Antropolojinin gücü yabancılaştırma etkisinde yatar. En tanıdık, bildik, sıradan ve doğal gelen hal, tavır, davranış ve alışkanlıkların kültürel sistem içerisindeki yerini çözer. Bir tür yabancılaştırma etkisinin peşindedir aslında. Devletin Antropolojisi adlı klasik eserde Marc Abélés’in yapmaya çalıştığı budur. İlk baskısı Kesit Yayıncılık’tan (1998) Nazlı Ökten’in akıcı çevirisiyle okurla buluşan kitapta Abélés modern toplumlarda siyasal bir antropolojinin olanaklarını tartışır. Siyaset bilimi, devlet kuramı, siyasal iletişim ve siyasal sosyalizasyon konularına meraklı okurlar için bir başucu kitap niteliğine sahip olan bu klasik eser Dipnot’un antropoloji serisinin de en kıymetlilerinden.

Maurice Bloch’un, Madagaskar halklarını ele alan makalelerinin bir derlemesi olan Ritüel, Tarih, İktidar (2013) ve Marshall Sahlins’in ünlü Akrabalık Nedir, Ne Değildir?’i (2014) Dipnot antropoloji serisinden çıkan iki önemli antropoloji klasiğidir. Akrabalığın özgül niteliğinin “müşterek varoluş” olduğunu iddia eden Sahlins, antropoloji disiplinindeki kadim tartışmaya bir açıklık getirme çabasındadır: “akrabalar esas olarak birbirlerinin varlığına katılan kişilerdir, birbirlerine mensupturlar.”

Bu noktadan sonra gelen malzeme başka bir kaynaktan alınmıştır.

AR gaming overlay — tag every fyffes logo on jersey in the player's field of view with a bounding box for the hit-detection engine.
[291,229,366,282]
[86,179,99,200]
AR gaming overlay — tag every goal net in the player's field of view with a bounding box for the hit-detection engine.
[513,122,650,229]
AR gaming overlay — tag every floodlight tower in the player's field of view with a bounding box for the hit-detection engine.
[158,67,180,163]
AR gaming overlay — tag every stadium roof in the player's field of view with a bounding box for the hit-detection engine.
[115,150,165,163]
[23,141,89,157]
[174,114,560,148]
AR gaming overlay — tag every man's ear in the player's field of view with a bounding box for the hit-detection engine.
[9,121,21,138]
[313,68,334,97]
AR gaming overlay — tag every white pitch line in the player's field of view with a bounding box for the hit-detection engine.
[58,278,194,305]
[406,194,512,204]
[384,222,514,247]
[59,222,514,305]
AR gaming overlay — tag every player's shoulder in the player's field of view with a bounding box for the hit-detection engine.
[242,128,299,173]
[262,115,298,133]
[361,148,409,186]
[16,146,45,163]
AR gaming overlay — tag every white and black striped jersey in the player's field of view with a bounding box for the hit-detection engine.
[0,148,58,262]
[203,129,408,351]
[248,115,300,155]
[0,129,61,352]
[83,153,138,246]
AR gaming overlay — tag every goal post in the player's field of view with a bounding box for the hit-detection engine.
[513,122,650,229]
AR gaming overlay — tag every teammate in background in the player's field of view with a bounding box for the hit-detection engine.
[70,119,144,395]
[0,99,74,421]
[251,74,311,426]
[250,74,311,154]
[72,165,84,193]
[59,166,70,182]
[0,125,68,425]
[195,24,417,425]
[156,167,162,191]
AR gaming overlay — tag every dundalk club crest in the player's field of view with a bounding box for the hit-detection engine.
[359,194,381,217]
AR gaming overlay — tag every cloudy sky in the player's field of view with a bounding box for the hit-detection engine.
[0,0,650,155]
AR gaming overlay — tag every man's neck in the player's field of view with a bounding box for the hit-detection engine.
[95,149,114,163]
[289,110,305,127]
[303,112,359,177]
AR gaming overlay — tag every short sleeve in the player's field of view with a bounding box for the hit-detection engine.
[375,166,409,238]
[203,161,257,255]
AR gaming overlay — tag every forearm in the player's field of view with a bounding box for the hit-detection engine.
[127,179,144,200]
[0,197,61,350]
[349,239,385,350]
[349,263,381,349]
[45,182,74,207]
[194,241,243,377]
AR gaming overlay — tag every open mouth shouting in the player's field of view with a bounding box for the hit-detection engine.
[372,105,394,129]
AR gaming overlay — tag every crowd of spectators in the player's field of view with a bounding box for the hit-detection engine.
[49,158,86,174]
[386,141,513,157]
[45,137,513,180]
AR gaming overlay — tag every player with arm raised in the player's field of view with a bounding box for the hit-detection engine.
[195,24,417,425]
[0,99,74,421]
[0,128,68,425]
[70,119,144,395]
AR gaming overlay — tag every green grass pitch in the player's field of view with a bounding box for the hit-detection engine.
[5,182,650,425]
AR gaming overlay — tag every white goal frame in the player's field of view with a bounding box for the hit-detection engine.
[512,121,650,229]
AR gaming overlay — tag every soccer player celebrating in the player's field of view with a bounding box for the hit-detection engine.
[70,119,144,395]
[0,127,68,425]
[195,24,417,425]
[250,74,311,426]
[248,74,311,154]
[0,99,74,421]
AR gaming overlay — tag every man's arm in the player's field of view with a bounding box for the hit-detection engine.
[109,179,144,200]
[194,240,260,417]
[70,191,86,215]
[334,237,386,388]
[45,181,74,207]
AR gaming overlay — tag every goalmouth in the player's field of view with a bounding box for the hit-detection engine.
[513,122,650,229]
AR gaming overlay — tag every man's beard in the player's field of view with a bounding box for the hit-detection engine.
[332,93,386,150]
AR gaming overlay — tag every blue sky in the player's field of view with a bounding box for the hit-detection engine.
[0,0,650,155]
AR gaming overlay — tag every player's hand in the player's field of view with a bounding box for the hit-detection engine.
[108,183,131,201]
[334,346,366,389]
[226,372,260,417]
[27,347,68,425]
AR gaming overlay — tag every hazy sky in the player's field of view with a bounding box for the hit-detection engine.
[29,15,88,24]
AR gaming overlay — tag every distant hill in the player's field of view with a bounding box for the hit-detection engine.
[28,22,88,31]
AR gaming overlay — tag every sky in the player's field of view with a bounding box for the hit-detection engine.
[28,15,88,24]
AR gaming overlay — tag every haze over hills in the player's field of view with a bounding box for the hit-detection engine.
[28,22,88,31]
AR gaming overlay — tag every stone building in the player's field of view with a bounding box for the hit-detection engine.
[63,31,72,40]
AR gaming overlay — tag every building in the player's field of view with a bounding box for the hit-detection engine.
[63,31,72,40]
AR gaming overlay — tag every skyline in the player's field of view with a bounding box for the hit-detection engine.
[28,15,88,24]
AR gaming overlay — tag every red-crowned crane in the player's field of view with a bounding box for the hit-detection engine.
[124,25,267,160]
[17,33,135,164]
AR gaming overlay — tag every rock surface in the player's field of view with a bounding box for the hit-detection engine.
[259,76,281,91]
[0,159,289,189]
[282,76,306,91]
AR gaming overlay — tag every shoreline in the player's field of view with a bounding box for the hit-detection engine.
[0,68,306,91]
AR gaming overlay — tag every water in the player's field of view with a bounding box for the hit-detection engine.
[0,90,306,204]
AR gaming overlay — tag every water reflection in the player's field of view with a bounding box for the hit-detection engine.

Dipnot Yayınları’nın antropoloji serisi elbette sadece bu kitaplardan ibaret değil. Clifford Geertz’in klasik eser, Gerçeğin Ardından: Bir Antropoloğun Gözünden İki İslam Ülkesinin Son Kırk Yılı (2011), Rayna Reiter tarafından derlenen Kadın Antropolojisi (2014) serinin diğer kitaplarından.

Derdi olan yayınevlerinin varlığı entelektüel iklimin zenginleşmesinde çok ama çok büyük katkılarda bulunuyor. Çeviri faaliyetinin basitçe bir yerden bir yere aktarma değil, bir düşünme, kültürel ve düşünsel etkileşim faaliyeti olduğu düşünüldüğünde bu tür çabalar daha da bir önem kazanıyor. Dipnot Yayınları antropoloji serisinin özenle seçilmiş bu kitaplarının bize söylediği bir şey var: “kendimize” sağlam bir şekilde bakabilmek için başka yerlere/başka yerlerden bakma yeteneğimize dört elle sarılmak zorundayız. Zira yaşamın “kodları”, her şeyi tek hamlede soğuran devasa büyüklükteki kuramlarda ve kavramlarda değil, ister modern ister modern öncesi olsun, yaşamın inanılmaz çoğulluktaki ve zenginlikteki ayrıntılarında.